Je suppose que vous pensez : « et le château », nous sommes venus pour cela, serait-ce l'ARLESIENNE de l'exposé ?

Rassurez-vous, le château était ici et les ruines sont sous nos pieds. Le plan qui vous a été remis parmi les permit de situer les défenses et les constructions intérieures aux ouvrages.

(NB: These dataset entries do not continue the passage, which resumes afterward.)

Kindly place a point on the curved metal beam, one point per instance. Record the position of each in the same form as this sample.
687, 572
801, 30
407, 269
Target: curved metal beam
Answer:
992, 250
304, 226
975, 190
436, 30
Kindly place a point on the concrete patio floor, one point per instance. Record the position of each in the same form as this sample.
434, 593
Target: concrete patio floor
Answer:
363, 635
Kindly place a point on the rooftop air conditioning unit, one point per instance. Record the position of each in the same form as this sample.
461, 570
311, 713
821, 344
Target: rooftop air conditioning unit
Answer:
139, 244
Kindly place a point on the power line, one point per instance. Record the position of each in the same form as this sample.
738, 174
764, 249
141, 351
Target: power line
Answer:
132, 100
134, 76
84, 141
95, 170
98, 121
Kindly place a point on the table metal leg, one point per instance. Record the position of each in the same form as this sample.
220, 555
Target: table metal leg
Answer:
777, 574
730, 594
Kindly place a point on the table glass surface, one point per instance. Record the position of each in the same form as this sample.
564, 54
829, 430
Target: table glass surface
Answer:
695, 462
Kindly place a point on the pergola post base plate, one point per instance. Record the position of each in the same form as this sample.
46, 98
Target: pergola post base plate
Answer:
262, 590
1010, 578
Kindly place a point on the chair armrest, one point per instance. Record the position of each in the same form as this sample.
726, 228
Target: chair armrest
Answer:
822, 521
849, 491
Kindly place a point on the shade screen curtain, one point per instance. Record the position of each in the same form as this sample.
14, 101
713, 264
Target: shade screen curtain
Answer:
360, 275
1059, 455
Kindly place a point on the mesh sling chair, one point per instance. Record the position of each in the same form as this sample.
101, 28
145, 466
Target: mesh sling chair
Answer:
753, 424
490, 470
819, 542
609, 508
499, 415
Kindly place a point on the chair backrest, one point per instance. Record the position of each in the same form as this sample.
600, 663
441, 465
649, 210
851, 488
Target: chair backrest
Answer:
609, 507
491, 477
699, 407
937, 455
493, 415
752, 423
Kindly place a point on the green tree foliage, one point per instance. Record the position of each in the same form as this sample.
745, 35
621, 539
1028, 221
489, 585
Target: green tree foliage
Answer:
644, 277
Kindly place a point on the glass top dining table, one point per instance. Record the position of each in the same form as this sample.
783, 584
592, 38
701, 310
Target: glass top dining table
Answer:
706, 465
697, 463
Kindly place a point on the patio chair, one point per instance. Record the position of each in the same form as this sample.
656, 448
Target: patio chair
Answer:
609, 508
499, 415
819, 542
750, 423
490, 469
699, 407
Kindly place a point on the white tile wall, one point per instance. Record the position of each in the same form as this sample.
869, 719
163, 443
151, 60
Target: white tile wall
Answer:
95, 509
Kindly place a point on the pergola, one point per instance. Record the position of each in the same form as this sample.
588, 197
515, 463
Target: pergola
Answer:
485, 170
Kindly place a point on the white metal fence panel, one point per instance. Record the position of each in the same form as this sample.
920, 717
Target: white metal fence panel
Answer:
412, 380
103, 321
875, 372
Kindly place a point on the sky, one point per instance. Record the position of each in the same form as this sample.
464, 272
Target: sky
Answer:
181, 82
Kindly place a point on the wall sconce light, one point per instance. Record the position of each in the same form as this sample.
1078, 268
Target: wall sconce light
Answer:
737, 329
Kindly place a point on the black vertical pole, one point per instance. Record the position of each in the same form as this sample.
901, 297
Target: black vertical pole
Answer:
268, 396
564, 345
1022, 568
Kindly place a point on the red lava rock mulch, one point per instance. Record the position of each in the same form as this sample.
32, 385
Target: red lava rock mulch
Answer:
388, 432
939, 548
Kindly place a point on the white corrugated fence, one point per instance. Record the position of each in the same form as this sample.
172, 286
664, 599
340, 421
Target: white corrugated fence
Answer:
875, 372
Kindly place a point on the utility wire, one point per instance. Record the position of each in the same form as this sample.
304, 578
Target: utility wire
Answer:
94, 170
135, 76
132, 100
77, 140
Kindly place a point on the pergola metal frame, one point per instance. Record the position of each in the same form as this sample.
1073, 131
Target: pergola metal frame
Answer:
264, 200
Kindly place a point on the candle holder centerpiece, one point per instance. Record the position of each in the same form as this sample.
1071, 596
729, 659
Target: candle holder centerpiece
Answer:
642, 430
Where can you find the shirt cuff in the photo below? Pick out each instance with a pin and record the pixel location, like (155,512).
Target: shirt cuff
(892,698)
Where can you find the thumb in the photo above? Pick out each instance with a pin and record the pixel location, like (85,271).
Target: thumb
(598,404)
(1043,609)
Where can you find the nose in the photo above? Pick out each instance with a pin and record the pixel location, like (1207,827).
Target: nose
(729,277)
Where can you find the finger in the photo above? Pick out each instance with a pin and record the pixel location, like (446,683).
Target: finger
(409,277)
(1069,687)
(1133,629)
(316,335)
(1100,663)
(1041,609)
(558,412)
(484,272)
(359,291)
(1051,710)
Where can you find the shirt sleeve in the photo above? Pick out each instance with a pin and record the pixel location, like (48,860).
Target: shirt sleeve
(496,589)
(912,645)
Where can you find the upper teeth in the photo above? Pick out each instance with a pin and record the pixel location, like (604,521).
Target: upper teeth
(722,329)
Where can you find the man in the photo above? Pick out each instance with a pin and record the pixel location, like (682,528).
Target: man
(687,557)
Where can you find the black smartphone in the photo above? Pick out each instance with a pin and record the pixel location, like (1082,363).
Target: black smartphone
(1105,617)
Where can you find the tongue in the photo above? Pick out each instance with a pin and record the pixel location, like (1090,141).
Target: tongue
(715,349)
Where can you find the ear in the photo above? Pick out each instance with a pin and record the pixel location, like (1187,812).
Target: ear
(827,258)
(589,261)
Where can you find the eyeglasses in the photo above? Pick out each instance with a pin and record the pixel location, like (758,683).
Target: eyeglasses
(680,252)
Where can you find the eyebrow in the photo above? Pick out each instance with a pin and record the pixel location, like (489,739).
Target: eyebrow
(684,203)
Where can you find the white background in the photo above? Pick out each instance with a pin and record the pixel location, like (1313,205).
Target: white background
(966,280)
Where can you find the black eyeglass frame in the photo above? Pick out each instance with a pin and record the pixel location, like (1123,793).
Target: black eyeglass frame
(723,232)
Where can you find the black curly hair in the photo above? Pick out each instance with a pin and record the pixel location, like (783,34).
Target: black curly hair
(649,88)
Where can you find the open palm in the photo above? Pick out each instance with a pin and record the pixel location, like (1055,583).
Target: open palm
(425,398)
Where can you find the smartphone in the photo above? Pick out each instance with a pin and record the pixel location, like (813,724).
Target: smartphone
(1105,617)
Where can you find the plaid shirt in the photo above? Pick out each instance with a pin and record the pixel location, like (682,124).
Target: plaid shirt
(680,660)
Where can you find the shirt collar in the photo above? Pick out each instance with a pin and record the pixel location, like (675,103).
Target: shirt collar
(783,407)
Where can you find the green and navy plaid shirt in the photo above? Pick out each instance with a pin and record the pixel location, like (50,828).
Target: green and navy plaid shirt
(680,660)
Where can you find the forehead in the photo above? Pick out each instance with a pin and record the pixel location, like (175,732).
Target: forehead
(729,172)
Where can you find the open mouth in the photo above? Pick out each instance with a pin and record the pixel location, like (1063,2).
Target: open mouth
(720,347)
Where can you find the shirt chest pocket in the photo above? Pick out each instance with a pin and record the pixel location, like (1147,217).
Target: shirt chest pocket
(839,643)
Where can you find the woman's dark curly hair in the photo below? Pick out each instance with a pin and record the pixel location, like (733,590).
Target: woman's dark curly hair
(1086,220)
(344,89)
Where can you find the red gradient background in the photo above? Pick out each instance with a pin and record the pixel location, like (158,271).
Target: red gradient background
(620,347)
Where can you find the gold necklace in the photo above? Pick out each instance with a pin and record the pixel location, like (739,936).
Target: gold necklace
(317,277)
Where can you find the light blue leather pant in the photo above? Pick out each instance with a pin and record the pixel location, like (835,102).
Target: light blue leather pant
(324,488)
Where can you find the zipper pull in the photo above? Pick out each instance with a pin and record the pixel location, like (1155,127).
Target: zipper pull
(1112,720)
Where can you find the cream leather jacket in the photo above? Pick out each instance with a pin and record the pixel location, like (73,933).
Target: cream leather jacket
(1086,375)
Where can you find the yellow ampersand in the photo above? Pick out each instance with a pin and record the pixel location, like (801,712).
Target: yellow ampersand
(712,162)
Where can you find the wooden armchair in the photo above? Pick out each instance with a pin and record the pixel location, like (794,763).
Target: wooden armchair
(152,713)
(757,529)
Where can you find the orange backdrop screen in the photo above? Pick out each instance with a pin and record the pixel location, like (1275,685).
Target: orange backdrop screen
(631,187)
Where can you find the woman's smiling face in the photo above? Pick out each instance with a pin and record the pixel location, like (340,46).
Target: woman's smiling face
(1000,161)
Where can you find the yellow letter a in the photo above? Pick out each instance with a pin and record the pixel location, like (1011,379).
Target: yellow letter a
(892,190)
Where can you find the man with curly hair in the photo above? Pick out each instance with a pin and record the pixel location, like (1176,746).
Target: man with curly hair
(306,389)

Ici dans un cadre vous pouvez voir une vue de la forteresse, le graveur était contemporain du château, il s'agit de M. Israël SYLVESTRE delin et sculpsit.

 

 

Le château

La citadelle accolée au bourg, au sud, à la forme d'un quadrilatère irrégulier, est entouré de murailles et d'un large fossé plein d'eau alimentée par la rivière « le loison » et la source dite « du château ».

Les fortifications comprennent (sur le plan) :

N°1 - à l'angle nord-est : le bastion de la cloche, avec souterrains

N°6 - dans la partie sud-est : le boulevard du brutz

Entre N°2 et N°6 - face au midi : une courtine brisée en son milieu.

N°2 - à l'angle sud-ouest : le gros bastion de la grille qui comprend des souterrains

N°3 - à l'ouest : le boulevard du Rolier

N°4 - face à JAMETZ : le boulevard du Robin, où sera donné l'assaut, construit par l'architecte Jean Errard dans l'hiver 1587 - 1588, pendant le siège de la ville.

N°5 - au nord : boulevard de la porte

N°7 - au nord : porte et pont-levis reliant le château à la ville

A l'intérieur : Cour d'honneur (8)

Dans la cour se dresse le donjon (10) avec que la tour Cornica (9), les appartements seigneurs (11) qu’Errard a fait entourer d'un fossé (14), les logements des officiers et les casernements de la troupe. (12 et 13).

La tour Cornica était construite en pierre de taille d'appareils cyclopéens, tour forme de fanal dressée à une hauteur stupéfiante.

Cornica signifiait : forte - dominatrice et puissamment lumineuse.

Au sud du château, de part et d'autre de l'actuelle route de Damvillers existait des étangs, appelé CARPIERES où l'on élevait du poisson destiné à la nourriture des habitants pour les jours maigres et pendant le siège.